MWCNT TiO2 Composite Films for Li Ion Batteries Anodes with Improved Rate Capability

Wednesday, 8 October 2014
Expo Center, 1st Floor, Center and Right Foyers (Moon Palace Resort)
P. Acevedo-Peña, J. C. Calva-Yañez (Instituto de Energías Renovables, Universidad Nacional Autónoma de México), and M. E. Rincón (Universidad Nacional Autónoma de México)
The development of high rate capability electrodes for Li‑ion batteries is a priority topic in order to diversify the applicability of this dispositive. High capacity materials usually fail when the charge‑discharge cycle is carried out at high rates, due to scarce electronic conductivity, high volume expansion, low Li‑ion diffusion coefficient in the solid, among others [1‑3]. Composites with superior properties than its raw materials can be achieved by bringing together the best properties of each component in order to enhance its functionality. Particularly, matrixes with high electronic conductivity to allow the efficient transport toward the current collectors, covered or decorated with materials that can efficiently support the Li‑ion insertion‑extraction process, have shown to be an adequate strategy to avoid or diminish the capacity shrink commonly observed when the material is charged‑discharged at high rates [4‑6].
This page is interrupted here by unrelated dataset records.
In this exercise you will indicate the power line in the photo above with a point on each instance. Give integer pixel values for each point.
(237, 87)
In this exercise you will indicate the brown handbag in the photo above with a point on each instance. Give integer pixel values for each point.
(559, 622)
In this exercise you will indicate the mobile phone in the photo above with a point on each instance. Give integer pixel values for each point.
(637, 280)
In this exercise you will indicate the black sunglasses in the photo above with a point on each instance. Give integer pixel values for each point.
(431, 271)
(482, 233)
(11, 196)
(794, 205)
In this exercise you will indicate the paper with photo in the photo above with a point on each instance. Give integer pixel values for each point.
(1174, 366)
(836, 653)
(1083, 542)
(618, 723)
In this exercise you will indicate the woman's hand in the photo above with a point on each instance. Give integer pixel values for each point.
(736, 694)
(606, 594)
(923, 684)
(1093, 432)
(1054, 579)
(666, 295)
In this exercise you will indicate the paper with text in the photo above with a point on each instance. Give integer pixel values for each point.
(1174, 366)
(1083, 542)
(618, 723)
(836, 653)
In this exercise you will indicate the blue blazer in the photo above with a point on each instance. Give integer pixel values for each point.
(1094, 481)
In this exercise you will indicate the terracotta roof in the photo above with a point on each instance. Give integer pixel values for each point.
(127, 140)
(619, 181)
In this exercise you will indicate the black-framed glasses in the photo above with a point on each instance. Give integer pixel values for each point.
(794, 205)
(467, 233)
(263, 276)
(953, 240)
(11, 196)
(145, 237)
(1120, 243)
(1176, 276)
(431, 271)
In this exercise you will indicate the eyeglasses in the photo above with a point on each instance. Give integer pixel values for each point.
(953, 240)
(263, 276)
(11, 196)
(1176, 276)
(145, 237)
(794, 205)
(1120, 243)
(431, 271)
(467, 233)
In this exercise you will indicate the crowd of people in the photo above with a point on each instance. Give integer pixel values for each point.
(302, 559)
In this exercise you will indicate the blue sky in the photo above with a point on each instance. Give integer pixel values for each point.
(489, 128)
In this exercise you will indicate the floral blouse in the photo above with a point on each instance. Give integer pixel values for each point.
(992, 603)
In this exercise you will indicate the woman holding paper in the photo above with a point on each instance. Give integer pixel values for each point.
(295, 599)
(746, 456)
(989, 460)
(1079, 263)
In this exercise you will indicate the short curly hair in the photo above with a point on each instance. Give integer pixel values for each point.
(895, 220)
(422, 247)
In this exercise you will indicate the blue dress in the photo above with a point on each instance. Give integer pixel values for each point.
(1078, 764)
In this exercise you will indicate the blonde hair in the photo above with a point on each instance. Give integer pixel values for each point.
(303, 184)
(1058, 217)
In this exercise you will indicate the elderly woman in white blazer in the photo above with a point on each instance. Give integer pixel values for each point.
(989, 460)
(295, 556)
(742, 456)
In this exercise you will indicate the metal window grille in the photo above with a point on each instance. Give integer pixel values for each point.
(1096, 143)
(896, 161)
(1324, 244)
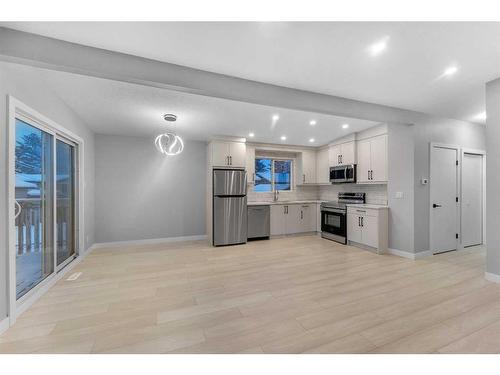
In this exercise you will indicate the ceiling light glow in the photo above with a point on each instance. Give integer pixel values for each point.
(379, 46)
(480, 116)
(450, 71)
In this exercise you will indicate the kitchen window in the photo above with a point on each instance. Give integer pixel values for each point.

 Herein, MWCNT‑TiO2 composites films were obtained over stainless steel discs by a three steps process. Firstly, the home‑made MWCNT were deposited onto the substrate by spray, then different layers (1, 3, 5 and 10) of TiO2 were formed by dip‑coating, and finally the films were heat treated at 400°C in order to obtain the anatase polymorph. This approach avoids the use of polymeric binders that may decrease the electronic conductivity of the film, and allows a direct contact of the composite with the substrate. The morphology and structural properties of the obtained films were characterized by XRD and SEM analysis, and their electrochemical performance tested in two‑electrodes cell. The electrolyte used was 1.0 M LiPF6 in a 50:50 (w/w) mixture of ethylene carbonate and diethyl carbonate, and a glass fiber from Whatman was used as a separator.

 The CV characterization showed the typical current peaks for the Li‑ion insertion (cathodic) and extraction (anodic) in the TiO2. For the films with low TiO2 content (1 and 3 layers) the current peak do not decrease with the number of scans, as it happen for the film with high TiO2 content (10 layers). Additionally, the potential difference between cathodic and anodic peaks shows an increase with the number of TiO2 layers in the film. On the other hand, despite the materials showed similar capacities at low rates, the capacity of the film decreases with the charging‑discharging rate, as the TiO2 covering the MWCNT becomes thicker (e.g. higher TiO2 layers). The observed behavior was related to the low electronic conductivity of the TiO2, requiring higher times for electron transport and higher path for Li‑ion insertion/extraction compared to those films with a thinner TiO2 layer.